It is possible to automate almost anything a human does on a computer using AI, which is simultaneously fantastic and extremely daunting. To help businesses address that challenge more effectively, we often use the following framework.
Fifty One Degrees supports businesses with projects on each of these layers.
Product or Service
The core product or service the business provides to its customers. At this layer, we often build mission-critical software applications that use AI from code, that can transform the way a business operates.
Teams
Within the business there are often many teams which undertake the work. Here, we often build AI agents using platforms, to automate tasks for teams.
Individual Contributors (ICs)
Every team member that works for the business. For the IC layer we implement LLM providers fully, whilst also supporting businesses with training, policies, adoption, communication and more.
1.2 What is an AI Agent?
Beyond Simple Automation
An AI agent is an automated teammate that transforms how we tackle complex tasks.
Unlike traditional automation (rigid scripts), AI agents:
Understand goals
Formulate strategic plans
Intelligently select and use tools
Act autonomously
Key Distinction:
A chatbot answers questions (based on patterns).
An AI agent acts with purpose and intention.
Think of it as a shift from reactive to proactive technology, working independently to achieve your business objectives.
Key Insight: AI agents reason, plan, and execute multi-step workflows autonomously, they don't just respond.
1.3 How Do AI Agents Work?
An AI agent operates in a simple yet powerful cycle, coordinating multiple components for intelligent automation. Understanding this cycle helps you design effective agent workflows.
1
Trigger
The starting signal that activates the agent. This could be a new email, a Slack message, a scheduled time, or an event in your CRM.
2
Tools & Integrations
The diverse applications the agent connects to and controls. This includes website scraping, databases, Google Workspace, Slack, CRM systems, and other APIs.
3
Logic
The Large Language Model (LLM) at the core. It interprets the goal, analyzes context, plans, and makes intelligent decisions on which tools to use and when.
4
Actions
The specific tasks the agent executes using its tools. Examples include reading documents, drafting replies, updating records, posting updates, or generating reports.
1.4 What Are The Benefits of Each Approach?
From Code
Build agents with custom code for ultimate control.
Maximum flexibility and customization
Ideal for complex enterprise workflows
Requires development resources
Best for mission-critical applications
Perfect for: Teams with dedicated developers building unique, critical systems.
Low-Code Platforms
Empower teams to build agents quickly, no extensive coding needed.

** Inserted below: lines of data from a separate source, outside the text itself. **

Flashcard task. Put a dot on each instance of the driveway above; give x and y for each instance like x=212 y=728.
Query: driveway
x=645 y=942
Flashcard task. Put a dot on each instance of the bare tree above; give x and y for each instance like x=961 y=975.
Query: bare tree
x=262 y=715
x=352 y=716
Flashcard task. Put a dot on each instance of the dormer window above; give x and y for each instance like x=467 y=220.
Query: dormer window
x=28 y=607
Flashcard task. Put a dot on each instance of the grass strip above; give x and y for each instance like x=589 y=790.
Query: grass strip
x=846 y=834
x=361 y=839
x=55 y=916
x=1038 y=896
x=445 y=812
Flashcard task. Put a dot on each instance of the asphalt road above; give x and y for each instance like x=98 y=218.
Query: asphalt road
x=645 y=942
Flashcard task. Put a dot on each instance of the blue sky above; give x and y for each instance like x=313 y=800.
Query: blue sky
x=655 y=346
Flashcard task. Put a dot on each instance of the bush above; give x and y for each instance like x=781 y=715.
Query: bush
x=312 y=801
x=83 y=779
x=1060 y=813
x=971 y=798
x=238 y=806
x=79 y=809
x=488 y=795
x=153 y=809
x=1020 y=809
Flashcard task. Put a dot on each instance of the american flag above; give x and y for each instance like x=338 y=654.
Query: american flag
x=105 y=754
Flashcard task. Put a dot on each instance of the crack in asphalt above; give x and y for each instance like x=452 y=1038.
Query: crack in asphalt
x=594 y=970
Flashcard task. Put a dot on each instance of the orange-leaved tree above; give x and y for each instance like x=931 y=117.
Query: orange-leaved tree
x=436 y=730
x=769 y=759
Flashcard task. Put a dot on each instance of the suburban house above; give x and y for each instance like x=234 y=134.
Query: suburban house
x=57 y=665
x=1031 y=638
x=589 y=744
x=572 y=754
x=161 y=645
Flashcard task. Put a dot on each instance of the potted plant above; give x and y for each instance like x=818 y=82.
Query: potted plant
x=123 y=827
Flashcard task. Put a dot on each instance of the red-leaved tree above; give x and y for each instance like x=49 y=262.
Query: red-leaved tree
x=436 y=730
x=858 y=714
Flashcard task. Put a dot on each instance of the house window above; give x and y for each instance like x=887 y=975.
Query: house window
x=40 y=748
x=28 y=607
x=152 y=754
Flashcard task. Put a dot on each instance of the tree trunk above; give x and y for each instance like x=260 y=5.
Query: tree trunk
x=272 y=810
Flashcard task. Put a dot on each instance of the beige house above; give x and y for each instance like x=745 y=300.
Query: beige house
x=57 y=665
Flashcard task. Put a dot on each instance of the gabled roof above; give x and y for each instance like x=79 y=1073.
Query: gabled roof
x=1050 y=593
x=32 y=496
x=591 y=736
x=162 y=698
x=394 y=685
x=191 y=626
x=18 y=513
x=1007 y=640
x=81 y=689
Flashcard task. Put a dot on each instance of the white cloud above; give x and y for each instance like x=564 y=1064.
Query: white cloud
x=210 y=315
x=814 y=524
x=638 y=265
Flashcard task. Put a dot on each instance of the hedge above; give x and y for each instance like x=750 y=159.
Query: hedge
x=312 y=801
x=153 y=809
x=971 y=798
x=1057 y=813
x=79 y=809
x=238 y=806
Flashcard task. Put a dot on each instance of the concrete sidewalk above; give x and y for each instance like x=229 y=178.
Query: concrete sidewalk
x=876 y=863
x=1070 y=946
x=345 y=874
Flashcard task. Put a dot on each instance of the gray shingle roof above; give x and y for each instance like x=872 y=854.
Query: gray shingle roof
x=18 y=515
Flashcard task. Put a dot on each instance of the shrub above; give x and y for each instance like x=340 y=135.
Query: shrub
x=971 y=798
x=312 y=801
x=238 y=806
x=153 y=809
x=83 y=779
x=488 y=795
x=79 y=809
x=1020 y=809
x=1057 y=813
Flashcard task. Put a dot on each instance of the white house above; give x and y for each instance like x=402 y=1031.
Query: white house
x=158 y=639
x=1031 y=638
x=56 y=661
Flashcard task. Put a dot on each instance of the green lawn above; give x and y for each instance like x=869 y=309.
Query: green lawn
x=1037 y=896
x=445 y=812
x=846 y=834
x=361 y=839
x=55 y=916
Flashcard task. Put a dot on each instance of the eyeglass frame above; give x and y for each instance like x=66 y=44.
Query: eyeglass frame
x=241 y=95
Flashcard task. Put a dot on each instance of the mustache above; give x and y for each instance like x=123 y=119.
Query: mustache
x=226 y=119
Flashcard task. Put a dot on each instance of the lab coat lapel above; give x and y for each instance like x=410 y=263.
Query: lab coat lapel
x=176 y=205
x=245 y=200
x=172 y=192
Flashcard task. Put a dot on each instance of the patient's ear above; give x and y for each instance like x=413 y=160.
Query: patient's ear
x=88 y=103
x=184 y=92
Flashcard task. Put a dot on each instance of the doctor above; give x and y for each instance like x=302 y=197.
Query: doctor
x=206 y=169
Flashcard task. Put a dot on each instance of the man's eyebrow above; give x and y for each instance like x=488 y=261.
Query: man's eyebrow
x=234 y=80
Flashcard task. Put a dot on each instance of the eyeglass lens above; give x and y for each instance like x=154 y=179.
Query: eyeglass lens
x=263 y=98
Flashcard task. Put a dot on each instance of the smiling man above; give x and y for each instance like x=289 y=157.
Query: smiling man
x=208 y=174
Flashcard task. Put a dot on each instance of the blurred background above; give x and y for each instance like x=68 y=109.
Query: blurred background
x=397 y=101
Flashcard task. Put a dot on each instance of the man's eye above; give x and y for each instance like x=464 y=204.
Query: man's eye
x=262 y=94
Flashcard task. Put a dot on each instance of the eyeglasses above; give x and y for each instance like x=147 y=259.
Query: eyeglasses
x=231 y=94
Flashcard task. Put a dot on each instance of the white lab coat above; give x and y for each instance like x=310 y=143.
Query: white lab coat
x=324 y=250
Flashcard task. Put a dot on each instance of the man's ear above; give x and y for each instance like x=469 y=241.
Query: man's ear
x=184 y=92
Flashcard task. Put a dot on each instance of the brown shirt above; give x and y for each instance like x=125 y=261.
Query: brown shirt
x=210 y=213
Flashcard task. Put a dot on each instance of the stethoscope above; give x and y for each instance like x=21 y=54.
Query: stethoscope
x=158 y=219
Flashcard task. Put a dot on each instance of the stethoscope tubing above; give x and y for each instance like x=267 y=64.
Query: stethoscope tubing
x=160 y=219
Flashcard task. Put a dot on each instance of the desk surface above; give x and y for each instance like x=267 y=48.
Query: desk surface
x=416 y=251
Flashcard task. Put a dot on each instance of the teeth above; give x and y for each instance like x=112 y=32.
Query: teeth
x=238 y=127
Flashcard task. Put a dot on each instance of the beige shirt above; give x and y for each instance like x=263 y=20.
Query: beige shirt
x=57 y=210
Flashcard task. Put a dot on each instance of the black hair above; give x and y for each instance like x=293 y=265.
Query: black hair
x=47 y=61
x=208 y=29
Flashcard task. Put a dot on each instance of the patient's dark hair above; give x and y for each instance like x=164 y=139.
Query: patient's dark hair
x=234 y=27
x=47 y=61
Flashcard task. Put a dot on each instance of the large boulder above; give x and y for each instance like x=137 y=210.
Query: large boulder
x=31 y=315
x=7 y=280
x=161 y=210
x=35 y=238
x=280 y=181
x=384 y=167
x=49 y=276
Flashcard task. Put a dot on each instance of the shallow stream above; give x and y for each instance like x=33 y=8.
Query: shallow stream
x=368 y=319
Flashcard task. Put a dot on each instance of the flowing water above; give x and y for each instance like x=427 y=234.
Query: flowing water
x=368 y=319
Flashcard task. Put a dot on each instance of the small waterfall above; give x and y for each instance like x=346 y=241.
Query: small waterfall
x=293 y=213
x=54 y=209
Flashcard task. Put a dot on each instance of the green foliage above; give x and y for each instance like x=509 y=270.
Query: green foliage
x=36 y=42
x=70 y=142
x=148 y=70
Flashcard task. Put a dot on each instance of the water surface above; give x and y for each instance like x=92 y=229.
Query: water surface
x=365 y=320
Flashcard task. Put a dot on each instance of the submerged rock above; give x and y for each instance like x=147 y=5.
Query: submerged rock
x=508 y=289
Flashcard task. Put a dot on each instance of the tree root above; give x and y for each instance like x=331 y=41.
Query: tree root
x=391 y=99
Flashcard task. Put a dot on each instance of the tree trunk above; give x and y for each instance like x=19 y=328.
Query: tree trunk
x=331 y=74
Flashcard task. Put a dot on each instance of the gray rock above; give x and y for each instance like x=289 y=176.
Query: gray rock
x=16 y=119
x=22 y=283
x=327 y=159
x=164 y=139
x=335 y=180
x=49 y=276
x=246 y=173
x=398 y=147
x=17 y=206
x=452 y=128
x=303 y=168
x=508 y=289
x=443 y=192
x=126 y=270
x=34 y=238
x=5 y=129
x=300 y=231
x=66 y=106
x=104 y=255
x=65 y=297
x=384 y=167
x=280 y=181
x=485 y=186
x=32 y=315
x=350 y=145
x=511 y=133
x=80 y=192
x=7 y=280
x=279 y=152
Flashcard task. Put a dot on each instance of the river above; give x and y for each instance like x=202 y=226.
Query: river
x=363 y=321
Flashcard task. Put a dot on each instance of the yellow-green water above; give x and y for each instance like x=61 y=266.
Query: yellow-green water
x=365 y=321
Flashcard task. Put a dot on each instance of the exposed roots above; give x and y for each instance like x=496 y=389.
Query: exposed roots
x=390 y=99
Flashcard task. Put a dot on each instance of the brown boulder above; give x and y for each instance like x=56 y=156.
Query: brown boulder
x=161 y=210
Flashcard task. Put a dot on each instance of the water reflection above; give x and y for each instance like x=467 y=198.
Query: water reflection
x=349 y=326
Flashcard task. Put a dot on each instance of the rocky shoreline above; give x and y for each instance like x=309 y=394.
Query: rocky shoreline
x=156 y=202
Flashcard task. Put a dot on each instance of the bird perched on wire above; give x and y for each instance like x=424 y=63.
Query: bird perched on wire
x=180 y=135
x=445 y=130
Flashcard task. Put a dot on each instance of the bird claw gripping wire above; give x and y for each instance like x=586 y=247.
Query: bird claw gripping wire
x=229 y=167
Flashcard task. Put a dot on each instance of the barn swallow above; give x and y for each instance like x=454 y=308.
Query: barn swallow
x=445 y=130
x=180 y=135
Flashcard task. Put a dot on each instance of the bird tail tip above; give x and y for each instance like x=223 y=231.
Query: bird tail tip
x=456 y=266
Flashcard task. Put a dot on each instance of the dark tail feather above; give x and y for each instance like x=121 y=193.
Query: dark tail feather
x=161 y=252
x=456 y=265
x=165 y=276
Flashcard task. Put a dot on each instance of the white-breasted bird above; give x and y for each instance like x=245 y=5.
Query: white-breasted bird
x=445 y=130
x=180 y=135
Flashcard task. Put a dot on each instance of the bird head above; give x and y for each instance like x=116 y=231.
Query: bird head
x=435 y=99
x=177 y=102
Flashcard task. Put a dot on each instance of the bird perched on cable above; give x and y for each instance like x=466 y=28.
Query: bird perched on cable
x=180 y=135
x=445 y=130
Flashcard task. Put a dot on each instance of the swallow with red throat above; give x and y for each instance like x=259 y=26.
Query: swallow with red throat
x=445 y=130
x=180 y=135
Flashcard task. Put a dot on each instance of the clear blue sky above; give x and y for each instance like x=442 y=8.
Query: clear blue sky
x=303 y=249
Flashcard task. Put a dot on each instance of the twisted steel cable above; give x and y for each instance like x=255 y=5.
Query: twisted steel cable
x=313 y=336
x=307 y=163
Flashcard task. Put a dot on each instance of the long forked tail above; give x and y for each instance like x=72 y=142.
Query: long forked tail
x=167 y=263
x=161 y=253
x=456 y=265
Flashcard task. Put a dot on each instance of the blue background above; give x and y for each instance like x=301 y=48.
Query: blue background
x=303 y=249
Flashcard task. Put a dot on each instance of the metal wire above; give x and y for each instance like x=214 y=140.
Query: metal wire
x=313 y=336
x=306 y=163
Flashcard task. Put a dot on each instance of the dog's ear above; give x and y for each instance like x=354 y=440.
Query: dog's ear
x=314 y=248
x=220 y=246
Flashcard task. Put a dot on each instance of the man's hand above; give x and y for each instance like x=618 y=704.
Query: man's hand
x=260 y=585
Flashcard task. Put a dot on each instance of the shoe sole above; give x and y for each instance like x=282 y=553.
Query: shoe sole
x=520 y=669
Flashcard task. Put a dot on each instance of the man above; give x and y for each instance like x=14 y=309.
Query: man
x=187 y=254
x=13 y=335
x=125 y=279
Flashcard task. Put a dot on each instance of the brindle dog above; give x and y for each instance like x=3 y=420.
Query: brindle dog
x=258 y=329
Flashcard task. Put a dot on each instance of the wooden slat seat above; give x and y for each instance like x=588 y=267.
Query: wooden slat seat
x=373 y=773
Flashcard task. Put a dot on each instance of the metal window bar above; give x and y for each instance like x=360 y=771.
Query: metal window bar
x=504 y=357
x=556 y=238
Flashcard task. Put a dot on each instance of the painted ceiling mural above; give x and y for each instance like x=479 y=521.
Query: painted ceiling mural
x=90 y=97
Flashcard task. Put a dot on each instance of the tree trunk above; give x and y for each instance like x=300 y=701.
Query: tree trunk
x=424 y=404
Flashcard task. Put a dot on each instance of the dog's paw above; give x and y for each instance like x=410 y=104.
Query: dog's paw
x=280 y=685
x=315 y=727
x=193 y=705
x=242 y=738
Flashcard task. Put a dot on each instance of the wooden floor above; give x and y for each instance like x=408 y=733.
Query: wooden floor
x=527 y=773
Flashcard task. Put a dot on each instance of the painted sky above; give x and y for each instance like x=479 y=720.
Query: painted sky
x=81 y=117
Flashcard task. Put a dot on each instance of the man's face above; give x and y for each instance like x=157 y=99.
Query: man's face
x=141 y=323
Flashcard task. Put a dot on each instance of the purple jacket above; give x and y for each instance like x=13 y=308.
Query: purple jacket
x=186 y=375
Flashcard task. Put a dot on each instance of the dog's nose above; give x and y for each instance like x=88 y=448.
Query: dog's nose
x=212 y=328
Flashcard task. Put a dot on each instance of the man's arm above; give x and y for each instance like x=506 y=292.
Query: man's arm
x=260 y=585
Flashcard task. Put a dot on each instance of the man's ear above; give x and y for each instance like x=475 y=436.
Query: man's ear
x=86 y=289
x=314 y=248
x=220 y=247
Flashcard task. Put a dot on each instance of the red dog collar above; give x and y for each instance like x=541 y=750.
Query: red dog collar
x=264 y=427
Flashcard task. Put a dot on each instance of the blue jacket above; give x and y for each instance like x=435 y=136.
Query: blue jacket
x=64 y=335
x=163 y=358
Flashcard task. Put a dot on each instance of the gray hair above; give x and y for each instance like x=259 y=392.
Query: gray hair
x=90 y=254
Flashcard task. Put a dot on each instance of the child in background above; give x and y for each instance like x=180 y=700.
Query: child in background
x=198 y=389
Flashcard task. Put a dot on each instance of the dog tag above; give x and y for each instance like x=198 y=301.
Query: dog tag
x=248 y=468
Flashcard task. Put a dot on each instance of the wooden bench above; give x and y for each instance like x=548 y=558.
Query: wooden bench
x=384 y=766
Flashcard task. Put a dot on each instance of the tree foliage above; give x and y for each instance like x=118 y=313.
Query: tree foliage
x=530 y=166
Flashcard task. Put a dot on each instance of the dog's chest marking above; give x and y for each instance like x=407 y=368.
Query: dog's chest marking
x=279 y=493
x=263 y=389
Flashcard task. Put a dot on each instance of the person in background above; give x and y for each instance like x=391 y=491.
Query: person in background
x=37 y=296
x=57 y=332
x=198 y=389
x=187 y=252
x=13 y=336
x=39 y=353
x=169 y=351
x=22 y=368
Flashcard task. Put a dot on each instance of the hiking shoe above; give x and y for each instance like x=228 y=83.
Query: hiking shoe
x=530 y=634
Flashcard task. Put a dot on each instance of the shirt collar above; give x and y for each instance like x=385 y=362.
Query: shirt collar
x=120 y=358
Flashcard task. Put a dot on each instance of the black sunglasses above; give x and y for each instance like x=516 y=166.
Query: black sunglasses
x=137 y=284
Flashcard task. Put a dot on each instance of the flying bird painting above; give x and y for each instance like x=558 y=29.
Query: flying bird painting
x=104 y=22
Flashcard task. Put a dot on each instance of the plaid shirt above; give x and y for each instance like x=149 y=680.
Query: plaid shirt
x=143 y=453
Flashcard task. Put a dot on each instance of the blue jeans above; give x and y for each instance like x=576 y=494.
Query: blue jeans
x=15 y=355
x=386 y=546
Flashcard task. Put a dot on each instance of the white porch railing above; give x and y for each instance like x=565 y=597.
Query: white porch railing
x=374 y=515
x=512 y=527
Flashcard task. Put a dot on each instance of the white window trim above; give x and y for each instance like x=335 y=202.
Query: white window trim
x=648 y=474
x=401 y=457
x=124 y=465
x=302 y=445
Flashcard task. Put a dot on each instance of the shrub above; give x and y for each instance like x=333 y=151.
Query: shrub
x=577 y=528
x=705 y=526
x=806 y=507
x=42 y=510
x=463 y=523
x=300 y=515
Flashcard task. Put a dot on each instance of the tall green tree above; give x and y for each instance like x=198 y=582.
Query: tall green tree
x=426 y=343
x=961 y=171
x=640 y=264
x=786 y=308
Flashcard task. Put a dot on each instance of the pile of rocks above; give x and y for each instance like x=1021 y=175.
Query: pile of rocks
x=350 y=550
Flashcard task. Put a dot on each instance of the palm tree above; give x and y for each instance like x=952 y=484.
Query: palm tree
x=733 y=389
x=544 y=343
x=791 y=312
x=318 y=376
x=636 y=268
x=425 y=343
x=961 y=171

Rapid development and iteration
Pre-built integrations and templates
Balance of power and usability
Perfect for: Quick departmental deployments and specific workflows.
Examples: Relevance AI, n8n, CrewAI
AI Platform Browsers
Automate web tasks by observing human actions with specialized browsers.
No coding or integration required
Immediate deployment capability
Focus on web-based workflows
Perfect for: Automating repetitive web tasks without technical overhead.
When you registered, we asked a simple question: "Which tasks use up most of your time?"
The results were clear. Your biggest time-drains are:
Sourcing & Research: Including market mapping, finding new talent, and initial candidate outreach.
Screening & CV Review: Sifting through high volumes of applications and reviewing CVs for basic suitability.
Scheduling: The endless back-and-forth of arranging and rescheduling interviews and meetings.
Reporting & Documentation: Writing interview summaries, tracking metrics, and filling out placement sheets.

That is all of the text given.